Ce jour-là était un dimanche. Nous commençâmes
par aller entendre la messe, puis
nous revînmes à l' hôtellerie, où mon gourmand
de camarade n' oublia pas le déjeuner ;
ce fut le premier soin dont il s' embarrassa.
Messeigneurs, nous dit l' hôte, j' ai
mis en ragoût un morceau de ce même
veau dont vous avez soupé hier au soir,
et je puis dire que j' ai employé tout mon
art pour en composer un plat digne de vous
être présenté. L' ânier, à qui ce discours faisait
venir l' eau à la bouche, courut se mettre
à table, et se jeta sur le ragoût, qui lui
parut aussi bon que s' il eût été de chair de
paon. Je demeurai quelques momens à le
regarder, sans me sentir la moindre envie
de l' imiter, soit que mon appétit ne fût pas
ouvert de si bon matin, soit que j' eusse
encore mon souper sur l' estomac ; mais il
y allait d' une manière à persuader qu' il
mangeait la meilleure chose du monde.
Outre cela, craignant de me repentir à la
dînée de n' avoir pas profité d' un si bon déjeuner,
je fis un effort pour avaler quelques
morceaux.

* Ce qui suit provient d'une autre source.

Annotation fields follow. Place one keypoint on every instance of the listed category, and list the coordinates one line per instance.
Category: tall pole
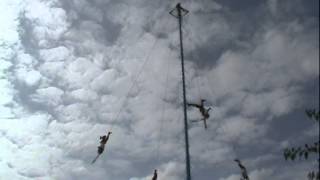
(181, 11)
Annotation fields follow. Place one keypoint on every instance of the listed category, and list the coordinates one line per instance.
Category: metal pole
(179, 8)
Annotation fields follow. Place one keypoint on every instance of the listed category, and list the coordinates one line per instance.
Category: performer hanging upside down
(103, 141)
(244, 173)
(155, 175)
(204, 112)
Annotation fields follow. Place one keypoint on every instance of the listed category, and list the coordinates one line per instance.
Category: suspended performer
(204, 111)
(155, 175)
(244, 173)
(103, 141)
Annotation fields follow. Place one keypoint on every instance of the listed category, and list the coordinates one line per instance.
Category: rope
(163, 110)
(135, 80)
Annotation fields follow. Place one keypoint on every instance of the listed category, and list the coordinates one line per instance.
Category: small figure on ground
(204, 111)
(244, 173)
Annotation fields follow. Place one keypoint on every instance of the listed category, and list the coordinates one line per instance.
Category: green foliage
(304, 152)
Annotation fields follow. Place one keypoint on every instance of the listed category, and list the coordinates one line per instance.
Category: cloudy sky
(70, 70)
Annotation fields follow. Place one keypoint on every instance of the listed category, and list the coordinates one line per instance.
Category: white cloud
(75, 62)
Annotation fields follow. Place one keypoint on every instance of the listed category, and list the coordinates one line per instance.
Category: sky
(72, 70)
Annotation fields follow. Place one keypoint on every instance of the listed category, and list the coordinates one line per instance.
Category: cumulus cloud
(72, 70)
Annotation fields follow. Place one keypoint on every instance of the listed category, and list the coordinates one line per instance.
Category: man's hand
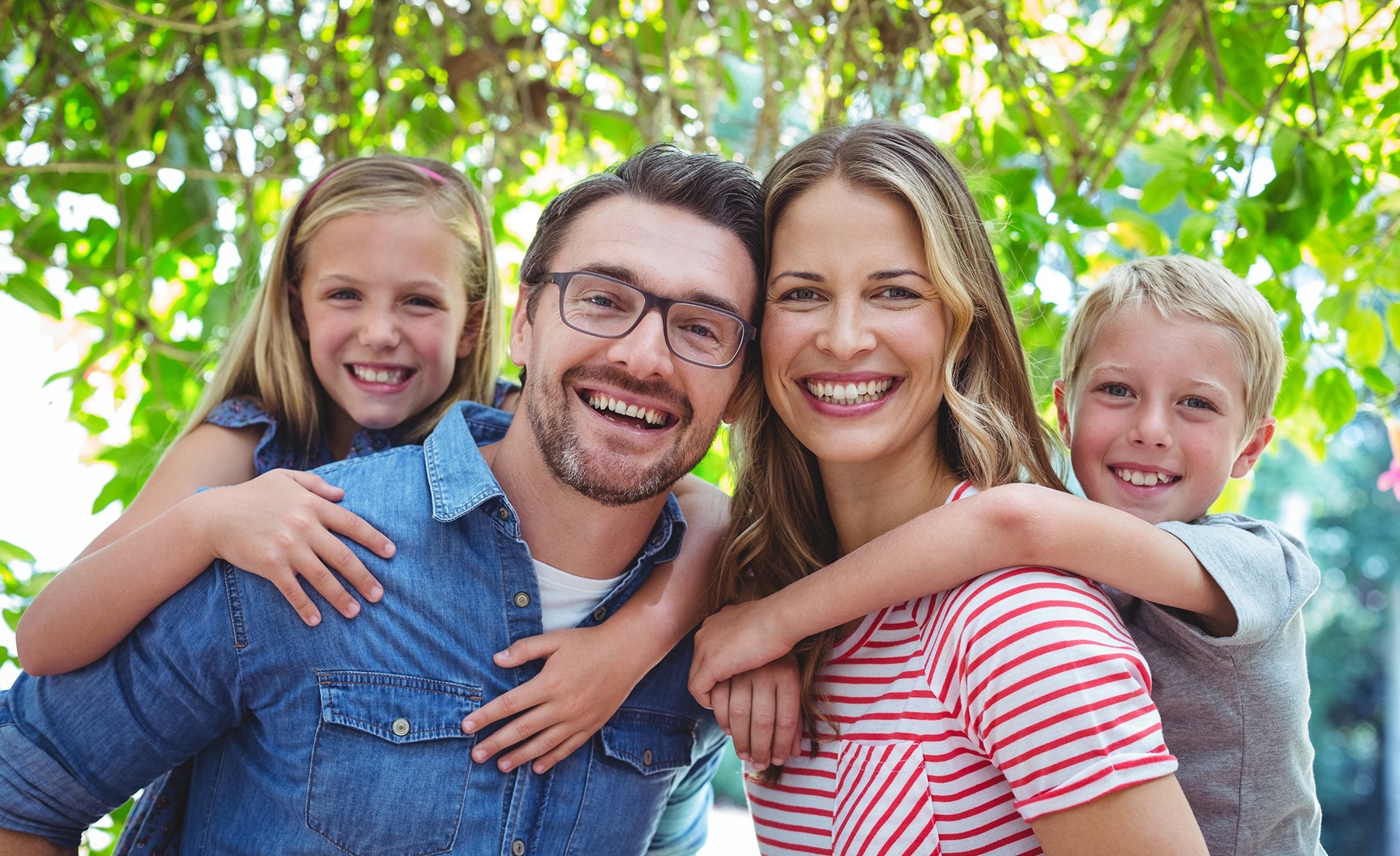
(23, 844)
(733, 640)
(584, 681)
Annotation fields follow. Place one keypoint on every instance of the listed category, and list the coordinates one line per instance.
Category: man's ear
(297, 312)
(1255, 447)
(471, 329)
(523, 332)
(1061, 409)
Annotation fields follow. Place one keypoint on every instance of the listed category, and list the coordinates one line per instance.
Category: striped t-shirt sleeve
(1044, 674)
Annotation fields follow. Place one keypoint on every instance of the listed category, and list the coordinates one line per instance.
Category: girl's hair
(989, 431)
(266, 360)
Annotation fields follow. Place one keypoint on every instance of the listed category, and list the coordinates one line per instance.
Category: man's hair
(720, 192)
(1184, 285)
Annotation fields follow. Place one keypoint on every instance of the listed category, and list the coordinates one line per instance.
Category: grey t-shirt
(1235, 708)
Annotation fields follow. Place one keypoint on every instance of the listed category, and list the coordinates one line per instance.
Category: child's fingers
(356, 529)
(315, 483)
(761, 726)
(720, 697)
(741, 703)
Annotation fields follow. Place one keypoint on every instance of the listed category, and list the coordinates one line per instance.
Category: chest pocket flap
(650, 742)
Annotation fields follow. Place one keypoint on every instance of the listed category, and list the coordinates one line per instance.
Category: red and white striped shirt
(967, 715)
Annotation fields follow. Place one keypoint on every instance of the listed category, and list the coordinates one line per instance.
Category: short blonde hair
(1184, 285)
(268, 362)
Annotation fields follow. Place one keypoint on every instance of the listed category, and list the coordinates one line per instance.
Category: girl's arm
(939, 549)
(276, 526)
(590, 671)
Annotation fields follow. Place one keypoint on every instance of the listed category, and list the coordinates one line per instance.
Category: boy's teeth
(850, 394)
(1146, 478)
(606, 403)
(380, 376)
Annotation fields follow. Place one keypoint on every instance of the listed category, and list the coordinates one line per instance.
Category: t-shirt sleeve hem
(1098, 780)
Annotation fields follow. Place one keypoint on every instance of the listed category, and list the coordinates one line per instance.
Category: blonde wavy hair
(268, 362)
(989, 431)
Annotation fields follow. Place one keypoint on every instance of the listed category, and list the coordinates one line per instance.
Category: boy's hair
(714, 189)
(266, 360)
(1184, 285)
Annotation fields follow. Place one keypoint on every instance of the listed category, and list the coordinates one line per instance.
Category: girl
(381, 309)
(1010, 715)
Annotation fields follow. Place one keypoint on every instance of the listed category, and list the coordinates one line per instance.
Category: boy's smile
(1155, 423)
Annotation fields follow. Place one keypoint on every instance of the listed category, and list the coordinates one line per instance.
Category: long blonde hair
(268, 362)
(989, 431)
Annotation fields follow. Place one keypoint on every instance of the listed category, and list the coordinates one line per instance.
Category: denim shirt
(346, 737)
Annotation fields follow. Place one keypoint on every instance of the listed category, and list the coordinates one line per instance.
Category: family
(920, 640)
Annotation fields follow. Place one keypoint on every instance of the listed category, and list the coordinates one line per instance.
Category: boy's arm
(945, 546)
(590, 671)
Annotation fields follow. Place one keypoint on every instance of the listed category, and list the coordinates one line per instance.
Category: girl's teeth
(606, 403)
(850, 394)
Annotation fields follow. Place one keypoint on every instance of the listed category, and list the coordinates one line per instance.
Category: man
(348, 737)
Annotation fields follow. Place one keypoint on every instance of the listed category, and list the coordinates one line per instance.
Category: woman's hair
(989, 431)
(266, 360)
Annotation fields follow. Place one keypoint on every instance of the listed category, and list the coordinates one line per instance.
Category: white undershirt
(566, 599)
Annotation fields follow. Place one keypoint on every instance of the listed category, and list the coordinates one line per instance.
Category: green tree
(1263, 135)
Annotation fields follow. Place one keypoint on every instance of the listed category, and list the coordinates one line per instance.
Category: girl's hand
(761, 711)
(583, 684)
(279, 526)
(733, 640)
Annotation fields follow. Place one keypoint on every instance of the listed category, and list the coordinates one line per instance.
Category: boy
(1169, 373)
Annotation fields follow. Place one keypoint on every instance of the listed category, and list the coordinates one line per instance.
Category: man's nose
(645, 349)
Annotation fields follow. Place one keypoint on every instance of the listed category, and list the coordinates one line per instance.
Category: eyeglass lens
(694, 331)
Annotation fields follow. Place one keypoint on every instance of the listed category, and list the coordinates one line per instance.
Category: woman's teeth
(1147, 480)
(850, 394)
(606, 403)
(380, 376)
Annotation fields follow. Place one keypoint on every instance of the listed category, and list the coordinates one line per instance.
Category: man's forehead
(662, 249)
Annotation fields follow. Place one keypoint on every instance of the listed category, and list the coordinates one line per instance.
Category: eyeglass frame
(648, 301)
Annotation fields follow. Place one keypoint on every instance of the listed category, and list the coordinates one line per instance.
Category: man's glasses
(609, 309)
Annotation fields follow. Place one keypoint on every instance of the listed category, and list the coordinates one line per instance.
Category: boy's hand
(733, 640)
(761, 711)
(282, 526)
(583, 684)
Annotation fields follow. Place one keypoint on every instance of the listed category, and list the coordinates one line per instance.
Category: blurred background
(152, 147)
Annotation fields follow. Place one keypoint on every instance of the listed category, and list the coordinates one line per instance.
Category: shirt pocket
(882, 802)
(389, 764)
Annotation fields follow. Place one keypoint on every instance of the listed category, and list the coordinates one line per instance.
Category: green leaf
(32, 295)
(1335, 398)
(1366, 337)
(1377, 380)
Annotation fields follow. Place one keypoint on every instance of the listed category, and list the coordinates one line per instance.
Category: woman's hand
(733, 640)
(584, 680)
(762, 712)
(280, 526)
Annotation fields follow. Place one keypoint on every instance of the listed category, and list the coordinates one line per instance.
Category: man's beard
(611, 485)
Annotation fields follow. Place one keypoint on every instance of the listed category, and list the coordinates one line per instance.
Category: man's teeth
(850, 394)
(1148, 480)
(380, 376)
(606, 403)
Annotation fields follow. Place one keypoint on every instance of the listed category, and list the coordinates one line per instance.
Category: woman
(1010, 715)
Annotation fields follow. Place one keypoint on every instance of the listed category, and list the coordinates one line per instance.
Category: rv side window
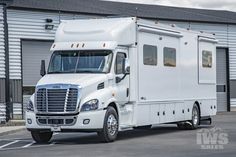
(149, 55)
(120, 64)
(169, 57)
(206, 59)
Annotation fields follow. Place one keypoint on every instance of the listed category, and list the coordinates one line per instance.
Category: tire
(110, 126)
(195, 117)
(41, 137)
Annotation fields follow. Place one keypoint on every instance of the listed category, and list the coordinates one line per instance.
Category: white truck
(113, 74)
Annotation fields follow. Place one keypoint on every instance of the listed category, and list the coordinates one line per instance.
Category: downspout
(9, 106)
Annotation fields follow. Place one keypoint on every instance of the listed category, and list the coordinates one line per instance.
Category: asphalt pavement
(218, 140)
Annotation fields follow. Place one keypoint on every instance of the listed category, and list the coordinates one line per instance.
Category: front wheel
(110, 126)
(41, 137)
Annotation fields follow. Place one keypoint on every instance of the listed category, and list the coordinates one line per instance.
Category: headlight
(30, 106)
(90, 105)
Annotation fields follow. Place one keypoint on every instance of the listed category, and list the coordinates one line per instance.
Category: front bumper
(96, 119)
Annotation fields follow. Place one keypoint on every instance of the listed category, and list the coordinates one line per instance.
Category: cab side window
(120, 64)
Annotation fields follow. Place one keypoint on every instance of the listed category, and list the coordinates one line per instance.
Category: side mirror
(126, 66)
(43, 69)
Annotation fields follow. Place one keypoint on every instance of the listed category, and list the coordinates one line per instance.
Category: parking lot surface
(216, 140)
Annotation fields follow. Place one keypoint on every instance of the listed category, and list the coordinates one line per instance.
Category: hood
(78, 79)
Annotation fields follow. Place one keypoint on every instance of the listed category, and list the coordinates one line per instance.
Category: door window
(120, 63)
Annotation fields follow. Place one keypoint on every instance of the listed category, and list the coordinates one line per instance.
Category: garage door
(221, 71)
(32, 54)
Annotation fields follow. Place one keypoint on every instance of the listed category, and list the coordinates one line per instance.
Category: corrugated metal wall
(2, 51)
(29, 25)
(2, 101)
(2, 69)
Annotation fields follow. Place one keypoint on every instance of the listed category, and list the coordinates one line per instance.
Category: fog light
(29, 121)
(86, 121)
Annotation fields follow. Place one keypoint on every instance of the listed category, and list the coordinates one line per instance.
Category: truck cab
(86, 82)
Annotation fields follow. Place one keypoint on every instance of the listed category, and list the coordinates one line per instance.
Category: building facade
(27, 31)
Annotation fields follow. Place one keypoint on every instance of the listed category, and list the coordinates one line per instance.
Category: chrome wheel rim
(195, 116)
(112, 124)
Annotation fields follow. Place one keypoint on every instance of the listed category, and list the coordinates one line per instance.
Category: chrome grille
(56, 100)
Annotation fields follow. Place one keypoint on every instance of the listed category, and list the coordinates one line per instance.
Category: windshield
(95, 61)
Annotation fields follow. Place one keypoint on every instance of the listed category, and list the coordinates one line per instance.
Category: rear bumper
(96, 119)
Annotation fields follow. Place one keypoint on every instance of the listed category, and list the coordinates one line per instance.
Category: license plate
(55, 128)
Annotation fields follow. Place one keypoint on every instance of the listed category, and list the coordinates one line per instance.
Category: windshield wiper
(86, 71)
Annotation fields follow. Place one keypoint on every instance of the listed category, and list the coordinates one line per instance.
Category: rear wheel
(41, 137)
(110, 126)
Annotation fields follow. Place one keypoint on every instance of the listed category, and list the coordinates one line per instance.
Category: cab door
(121, 79)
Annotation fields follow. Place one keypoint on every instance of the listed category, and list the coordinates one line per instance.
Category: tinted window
(96, 61)
(169, 56)
(119, 67)
(149, 55)
(206, 59)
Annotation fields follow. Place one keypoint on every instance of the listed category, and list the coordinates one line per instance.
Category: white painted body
(155, 92)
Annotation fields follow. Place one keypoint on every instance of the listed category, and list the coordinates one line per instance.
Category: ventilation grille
(56, 100)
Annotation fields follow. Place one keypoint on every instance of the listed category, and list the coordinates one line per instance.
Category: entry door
(122, 87)
(221, 79)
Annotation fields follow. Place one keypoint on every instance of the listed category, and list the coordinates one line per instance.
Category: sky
(207, 4)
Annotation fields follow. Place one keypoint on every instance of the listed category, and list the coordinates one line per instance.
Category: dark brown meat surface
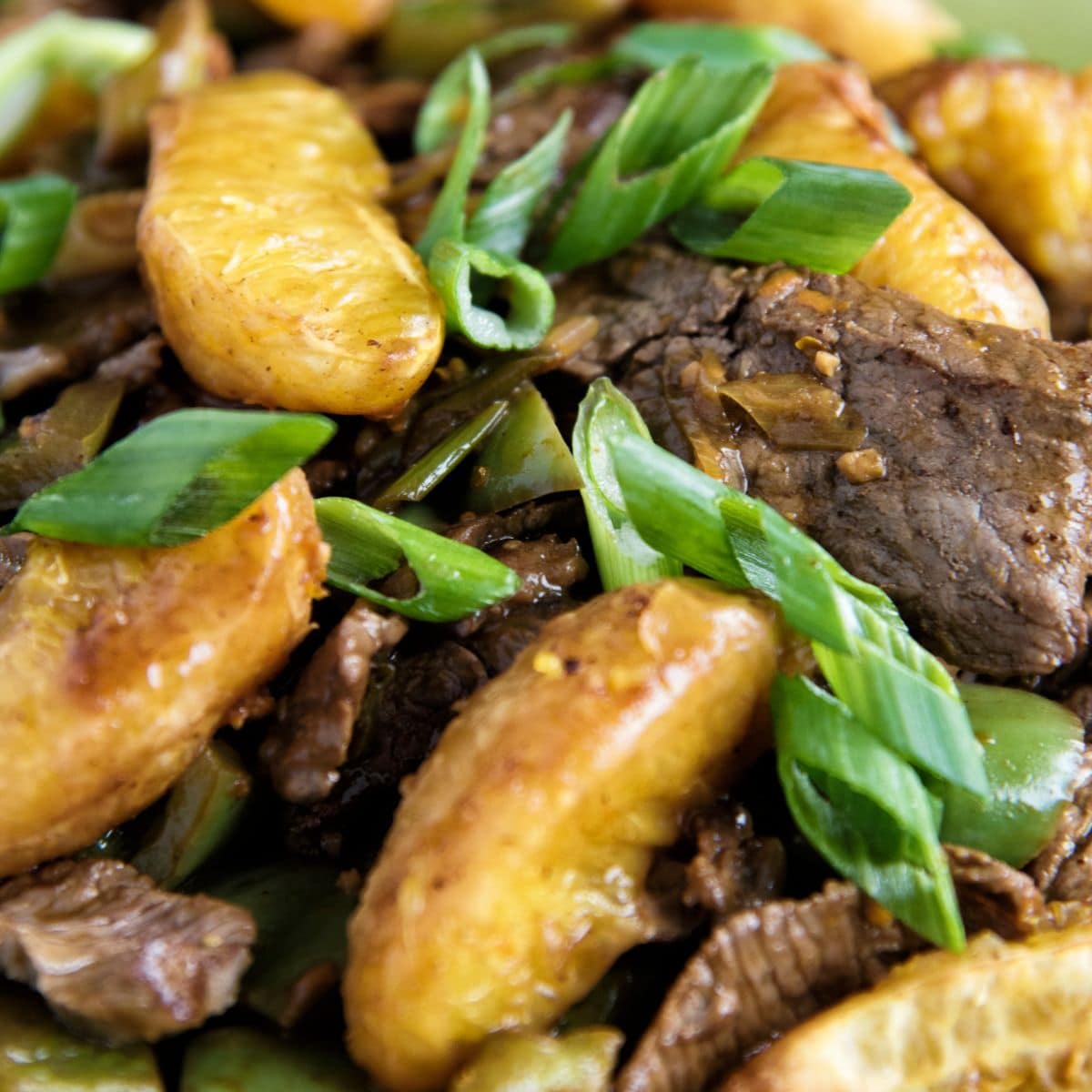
(975, 513)
(115, 956)
(309, 743)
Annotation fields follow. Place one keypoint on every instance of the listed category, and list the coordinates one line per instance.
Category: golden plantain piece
(359, 17)
(937, 250)
(1013, 141)
(513, 875)
(277, 276)
(998, 1018)
(885, 36)
(119, 664)
(521, 1062)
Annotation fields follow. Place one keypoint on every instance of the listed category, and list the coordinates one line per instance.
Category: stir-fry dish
(544, 549)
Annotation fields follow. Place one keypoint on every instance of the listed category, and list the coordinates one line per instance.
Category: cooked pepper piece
(513, 875)
(936, 250)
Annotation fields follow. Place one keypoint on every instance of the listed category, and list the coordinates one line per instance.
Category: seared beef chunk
(117, 956)
(994, 895)
(1064, 869)
(733, 869)
(762, 972)
(976, 516)
(315, 725)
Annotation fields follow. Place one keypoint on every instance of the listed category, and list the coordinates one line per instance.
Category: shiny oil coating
(936, 250)
(1014, 141)
(116, 665)
(513, 875)
(883, 35)
(277, 276)
(999, 1016)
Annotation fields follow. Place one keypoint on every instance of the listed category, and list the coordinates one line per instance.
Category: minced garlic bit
(861, 467)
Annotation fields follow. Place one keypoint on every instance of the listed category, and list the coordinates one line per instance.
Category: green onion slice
(457, 268)
(655, 46)
(434, 467)
(864, 809)
(814, 214)
(501, 223)
(90, 50)
(454, 580)
(524, 459)
(622, 555)
(889, 682)
(176, 479)
(33, 216)
(1033, 753)
(675, 137)
(446, 107)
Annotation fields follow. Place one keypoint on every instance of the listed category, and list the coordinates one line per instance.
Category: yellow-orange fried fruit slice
(117, 665)
(277, 276)
(999, 1016)
(937, 250)
(513, 876)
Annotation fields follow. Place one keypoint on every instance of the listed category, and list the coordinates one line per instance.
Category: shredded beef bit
(115, 956)
(314, 731)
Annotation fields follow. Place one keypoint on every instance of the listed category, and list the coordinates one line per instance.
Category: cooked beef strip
(1064, 869)
(118, 958)
(762, 972)
(314, 730)
(980, 529)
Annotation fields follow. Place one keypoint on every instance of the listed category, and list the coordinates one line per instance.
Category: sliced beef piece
(314, 730)
(733, 869)
(970, 502)
(64, 334)
(405, 713)
(762, 972)
(1064, 869)
(994, 895)
(115, 956)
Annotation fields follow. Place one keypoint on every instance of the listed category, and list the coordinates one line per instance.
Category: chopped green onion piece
(501, 223)
(33, 216)
(457, 268)
(1033, 753)
(864, 809)
(88, 50)
(443, 110)
(432, 468)
(525, 458)
(655, 46)
(176, 479)
(889, 682)
(622, 555)
(675, 137)
(454, 580)
(995, 44)
(814, 214)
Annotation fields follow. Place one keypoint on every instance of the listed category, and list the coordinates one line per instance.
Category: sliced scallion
(436, 465)
(654, 45)
(453, 580)
(622, 555)
(864, 809)
(33, 214)
(176, 479)
(676, 136)
(814, 214)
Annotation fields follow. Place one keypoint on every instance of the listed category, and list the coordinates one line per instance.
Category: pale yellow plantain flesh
(277, 276)
(937, 250)
(117, 665)
(513, 875)
(997, 1018)
(885, 36)
(1014, 142)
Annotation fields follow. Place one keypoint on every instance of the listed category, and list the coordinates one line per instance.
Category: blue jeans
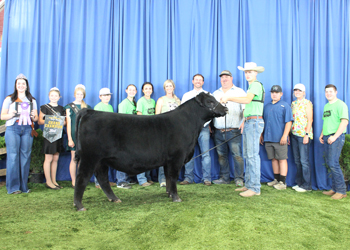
(301, 159)
(332, 153)
(204, 145)
(19, 147)
(251, 146)
(144, 177)
(235, 146)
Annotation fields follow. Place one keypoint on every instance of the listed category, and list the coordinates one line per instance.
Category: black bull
(134, 144)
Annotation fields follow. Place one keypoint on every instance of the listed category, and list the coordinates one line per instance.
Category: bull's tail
(80, 115)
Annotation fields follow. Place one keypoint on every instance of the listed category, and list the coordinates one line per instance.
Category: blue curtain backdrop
(106, 43)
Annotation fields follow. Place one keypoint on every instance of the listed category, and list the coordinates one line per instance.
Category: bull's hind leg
(102, 177)
(84, 174)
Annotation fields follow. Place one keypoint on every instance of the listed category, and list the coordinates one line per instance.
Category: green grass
(212, 217)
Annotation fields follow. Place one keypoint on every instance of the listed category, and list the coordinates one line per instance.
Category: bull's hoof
(115, 201)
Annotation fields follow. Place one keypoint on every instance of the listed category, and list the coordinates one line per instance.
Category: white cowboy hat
(251, 66)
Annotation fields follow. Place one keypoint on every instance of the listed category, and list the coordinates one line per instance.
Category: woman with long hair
(20, 112)
(165, 104)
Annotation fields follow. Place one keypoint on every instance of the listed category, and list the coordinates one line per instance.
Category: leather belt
(226, 130)
(252, 117)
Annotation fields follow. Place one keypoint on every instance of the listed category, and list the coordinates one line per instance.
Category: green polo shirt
(255, 108)
(332, 115)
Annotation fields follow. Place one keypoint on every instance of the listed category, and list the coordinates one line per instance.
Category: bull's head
(209, 102)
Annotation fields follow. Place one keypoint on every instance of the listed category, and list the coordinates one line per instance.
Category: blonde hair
(55, 90)
(172, 83)
(83, 104)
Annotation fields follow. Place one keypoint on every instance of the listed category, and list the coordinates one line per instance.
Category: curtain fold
(114, 43)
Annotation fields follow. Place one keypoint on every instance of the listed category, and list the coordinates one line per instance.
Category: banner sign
(53, 127)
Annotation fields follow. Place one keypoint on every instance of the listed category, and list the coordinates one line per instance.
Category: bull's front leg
(173, 177)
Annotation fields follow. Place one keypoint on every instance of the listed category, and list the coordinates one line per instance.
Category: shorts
(276, 151)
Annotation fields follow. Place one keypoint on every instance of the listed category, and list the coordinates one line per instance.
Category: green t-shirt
(332, 115)
(255, 108)
(104, 107)
(146, 106)
(127, 107)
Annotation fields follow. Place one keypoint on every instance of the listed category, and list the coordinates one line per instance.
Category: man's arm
(341, 128)
(243, 100)
(284, 138)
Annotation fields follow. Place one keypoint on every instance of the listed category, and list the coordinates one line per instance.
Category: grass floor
(212, 217)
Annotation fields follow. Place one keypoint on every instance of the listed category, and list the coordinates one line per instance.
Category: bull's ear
(199, 99)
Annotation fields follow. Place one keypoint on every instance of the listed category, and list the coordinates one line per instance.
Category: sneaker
(221, 181)
(124, 185)
(272, 183)
(185, 183)
(338, 196)
(241, 189)
(330, 192)
(280, 186)
(239, 183)
(248, 193)
(301, 190)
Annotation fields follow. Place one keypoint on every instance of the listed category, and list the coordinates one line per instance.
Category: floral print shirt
(300, 118)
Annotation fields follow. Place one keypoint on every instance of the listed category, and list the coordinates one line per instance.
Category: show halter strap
(33, 132)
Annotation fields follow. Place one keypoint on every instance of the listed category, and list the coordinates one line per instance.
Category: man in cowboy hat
(253, 127)
(232, 129)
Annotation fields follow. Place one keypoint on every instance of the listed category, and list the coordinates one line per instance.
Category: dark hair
(331, 86)
(14, 95)
(145, 83)
(198, 75)
(133, 99)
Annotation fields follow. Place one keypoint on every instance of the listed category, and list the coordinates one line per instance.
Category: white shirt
(192, 94)
(234, 118)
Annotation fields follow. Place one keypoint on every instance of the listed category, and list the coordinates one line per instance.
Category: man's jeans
(144, 177)
(19, 147)
(332, 153)
(122, 178)
(235, 146)
(204, 145)
(251, 146)
(301, 159)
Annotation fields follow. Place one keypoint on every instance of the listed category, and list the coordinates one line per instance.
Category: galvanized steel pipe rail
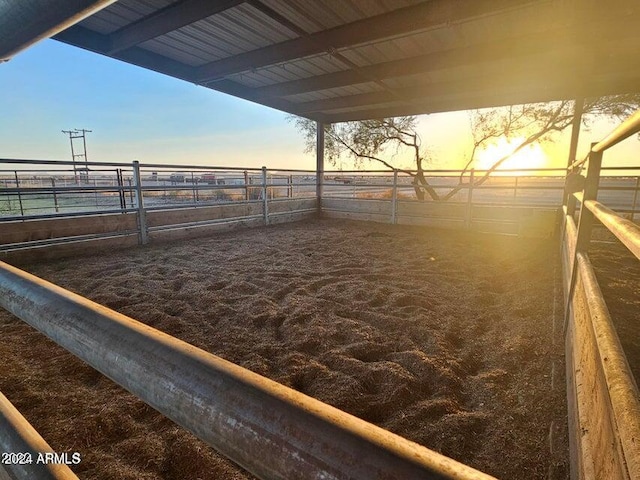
(269, 429)
(17, 435)
(625, 230)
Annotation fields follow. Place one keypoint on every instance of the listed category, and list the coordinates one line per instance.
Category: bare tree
(371, 139)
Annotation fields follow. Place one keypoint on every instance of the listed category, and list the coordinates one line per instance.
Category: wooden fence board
(157, 218)
(42, 229)
(68, 249)
(432, 209)
(289, 205)
(380, 207)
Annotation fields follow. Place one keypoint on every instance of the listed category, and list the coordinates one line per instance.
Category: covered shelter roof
(342, 60)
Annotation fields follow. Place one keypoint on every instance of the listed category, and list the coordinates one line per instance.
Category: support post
(319, 164)
(575, 129)
(585, 224)
(394, 198)
(264, 196)
(55, 196)
(635, 199)
(15, 173)
(142, 214)
(469, 212)
(578, 109)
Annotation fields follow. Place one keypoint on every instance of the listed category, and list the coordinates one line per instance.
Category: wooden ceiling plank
(404, 20)
(170, 18)
(531, 93)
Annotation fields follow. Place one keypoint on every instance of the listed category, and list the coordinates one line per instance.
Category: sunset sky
(138, 114)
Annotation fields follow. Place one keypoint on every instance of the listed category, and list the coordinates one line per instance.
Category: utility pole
(76, 134)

Bien loin de trouver le veau
aussi ragoûtant que mon camarade le disait,
le goût m' en parut désagréable ; quant
à la sauce, comme l' hôte avait eu ses raisons
pour y prodiguer le poivre et le sel, elle
prenait si fort à la gorge, qu' il m' y fallut
renoncer aussitôt que j' en eus tâté ; de plus,
la viande était si dure, que je ne pus m' empêcher
de dire : voilà un veau bien coriace ;
j' ajoutai même qu' il n' avait pas le goût de
son espèce. Notre hôte, qui m' entendait,
prit la parole, en rougissant un peu malgré
son impudence : ne voyez-vous pas, dit-il,
qu' il n' est pas assez mortifié ? L' ânier,
croyant ce qu' avançait l' hôte, ou du moins
que j' avais tort d' être si délicat, s' écria
d' un ton railleur : ce n' est pas cela, c' est
que notre jeune cadet de Séville a toujours
été nourri d' oeufs frais et de craquelins ;
toute autre chose est mauvaise pour lui.
Je haussai les épaules à ce trait de mon
camarade, et ne dis pas un mot, ne sachant
si je n' étais pas effectivement trop
difficile, ou plutôt m' imaginant être déjà
dans un autre monde. Cependant je ne pus
me résoudre à mettre la main au plat, et
je commençai à faire des réflexions qui
n' étaient pas d' un homme de mon âge. Je
me rappelai l' emportement de l' hôte lorsqu' il
nous avait vus rire le soir au souper ;
le serment qu' il nous avait fait sans nécessité ;
et comme toute personne qui veut se
justifier avant qu' on l' accuse se rend suspecte,
je jugeai qu' il y avait de la friponnerie
là-dedans. Dès que mon imagination
fut une fois prévenue contre lui, la
vue et l' odeur de son vilain veau commencèrent
à me faire mal au coeur ; je ne pus
demeurer plus long-temps à table, et je me
levai en attendant qu' il plût à l' ânier d' en
faire autant : ce qui arriva bientôt. Quoique
le morceau de veau fût une pièce de
résistance, mon compagnon n' en fit qu' un
fort léger repas ; après quoi je lui dis de
compter avec l' hôte pour savoir ce que
nous devions ; mais il me répondit d' un air
honnête que c' était si peu de chose, qu' il
se chargeait de le satisfaire, que je ne devais
point m' embarrasser de cela.
Ce procédé noble d' un ânier me surprit
extrêmement, ou, pour mieux dire, me
charma ; si j' eusse été bien en espèces, je
me serais sans doute piqué d' honneur ; je
n' aurais pas souffert qu' il eût payé pour
moi ; mais ma bourse était si plate, qu' il
ne me convenait point de disputer de générosité.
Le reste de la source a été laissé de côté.